Ramapo College of New Jersey Psychology Professor Dr. Leah Warner has developed a board game designed to help college students recognize and confront gender bias in the workplace, according to an announcement on Mar. 31.
The project aims to provide an engaging and less confrontational way for students to learn about the cumulative effects of gender inequality at work. Warner, along with Dr. Jessica Cundiff from Missouri University of Science and Technology, created the Workshop Activity for Gender Equity-Classroom (WAGES-Classroom), which draws on over one hundred research studies related to workplace inequality.
“It teaches students about how gender bias in the workplace occurs through the process of the game. It is actually drawn from over one hundred research studies on how inequality occurs in the workplace,” Warner said. The two professors recently published a study on WAGES-Classroom in Psychology of Women Quarterly.
Warner said that many existing bias trainings lack empirical evaluation, but their approach is different: “We are really trying to add to the literature to say, here is an empirically-validated way to teach people about how inequality works in a way that’s engaging, decreases defensiveness, and actually leads people to do things to change.”
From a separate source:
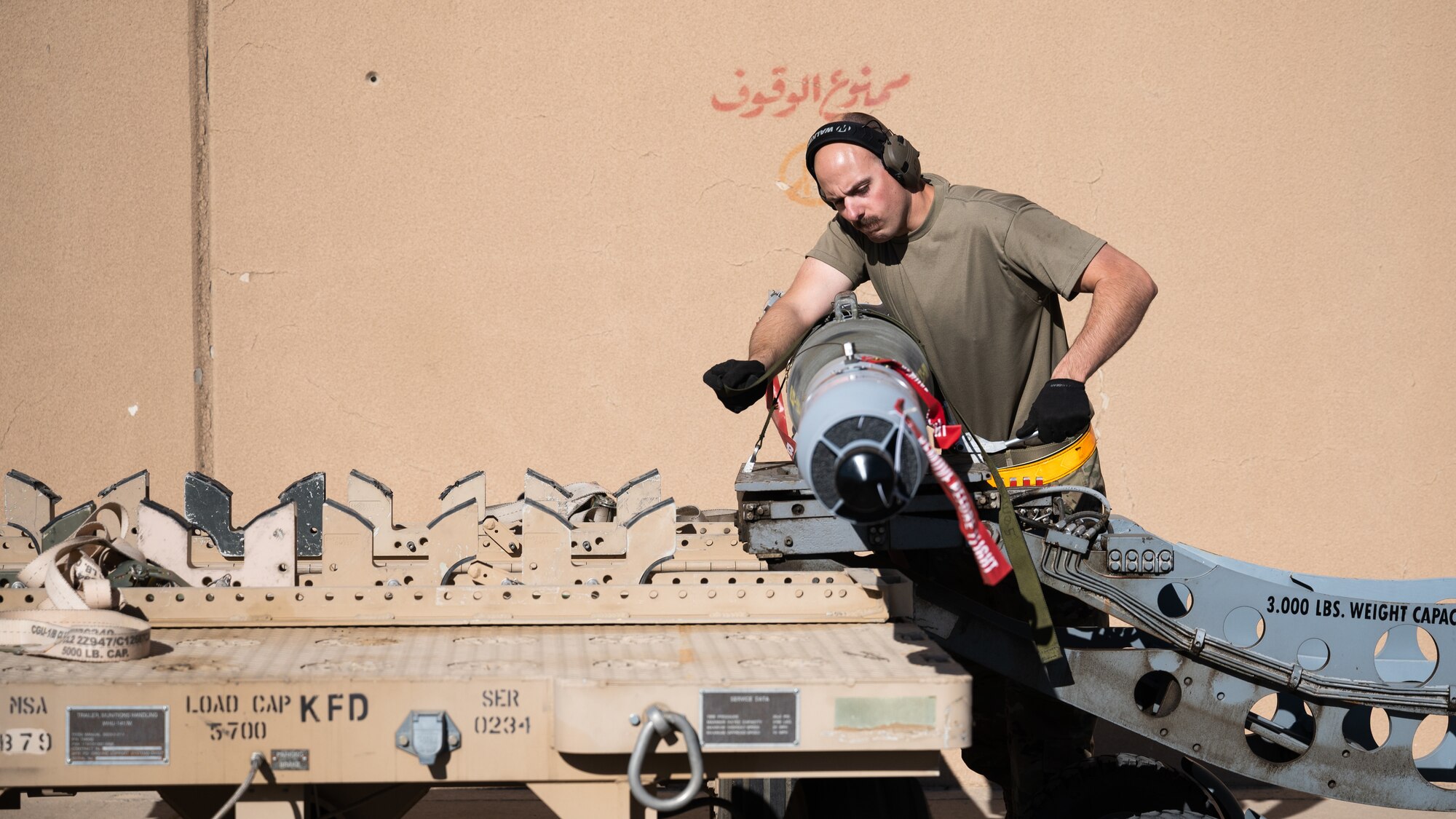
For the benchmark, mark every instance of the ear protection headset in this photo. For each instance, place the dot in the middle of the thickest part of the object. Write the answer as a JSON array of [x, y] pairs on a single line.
[[896, 154]]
Longitudinal studies conducted by Warner and her students found that participants who played WAGES-Classroom were more likely than those who simply read information about gender bias “to talk to someone about it,” “learn more,” or “take any actions” at work based on what they learned. “Those that played the game were actually more likely to do that, than those just simply reading the information,” Warner explained.
The gameplay involves splitting players into two teams representing different genders without revealing this detail upfront; players use dinosaur figurines as pieces and draw scenario cards reflecting real-life inequities such as wage gaps or microaggressions. As described by Warner and Cundiff in their publication: “Advantages given to the white/yellow team are subtle and seemingly innocuous at first but accumulate… Thus students come to discover knowledge about gender bias on their own as the game unfolds.”
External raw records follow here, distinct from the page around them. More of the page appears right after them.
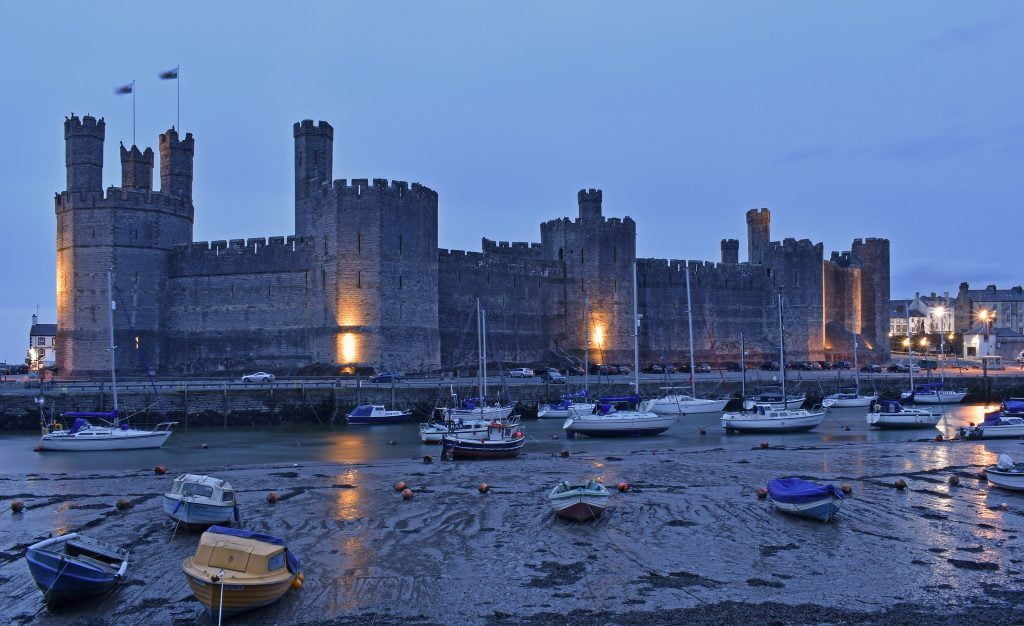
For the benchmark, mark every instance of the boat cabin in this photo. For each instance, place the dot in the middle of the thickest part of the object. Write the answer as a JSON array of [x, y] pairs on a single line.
[[189, 485]]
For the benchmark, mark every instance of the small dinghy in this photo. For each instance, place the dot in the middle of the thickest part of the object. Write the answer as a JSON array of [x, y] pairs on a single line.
[[197, 501], [73, 568], [235, 571], [579, 501], [1006, 473], [805, 499]]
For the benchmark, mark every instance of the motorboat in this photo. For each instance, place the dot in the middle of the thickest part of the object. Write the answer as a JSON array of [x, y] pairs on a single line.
[[197, 501], [682, 404], [765, 418], [934, 393], [1006, 473], [233, 571], [377, 414], [1005, 423], [501, 441], [605, 420], [890, 414], [113, 434], [73, 567], [805, 499], [579, 501]]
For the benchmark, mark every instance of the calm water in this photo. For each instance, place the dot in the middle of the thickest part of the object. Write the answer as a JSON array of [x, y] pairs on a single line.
[[359, 444]]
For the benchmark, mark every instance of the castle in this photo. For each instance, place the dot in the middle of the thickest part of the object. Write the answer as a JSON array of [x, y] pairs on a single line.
[[363, 282]]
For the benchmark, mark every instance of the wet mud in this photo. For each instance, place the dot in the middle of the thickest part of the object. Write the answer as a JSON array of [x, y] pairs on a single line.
[[689, 543]]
Warner also involved Ramapo students extensively during five years of development through literature reviews, writing scenarios, running efficacy studies, teaching others using structured discussions, and presenting research findings. She said this experience was rewarding both for her and her psychology students: “Students not only got to run a study… they also had to learn how to teach… so the students both conducted a study and taught other students about this phenomenon.”
A professional version of WAGES-Classroom is available for Ramapo faculty use; free PDF copies can be requested by anyone interested.
WAGES-Classroom has received support from organizations including grants from Society for Psychological Study of Social Issues (SPSSI) Action Teaching Grant and Association for Psychological Science (APS) Teaching Grant. Warner herself earned SPSSI’s Action Teaching Award as well as its Teaching Innovation Award for social science inquiry.
In addition, Warner was recognized with Ramapo College’s 2025 Henry Bischoff Excellence in Teaching Award alongside Assistant Professor Indya Jackson and Associate Professor Sanghamitra Padhy.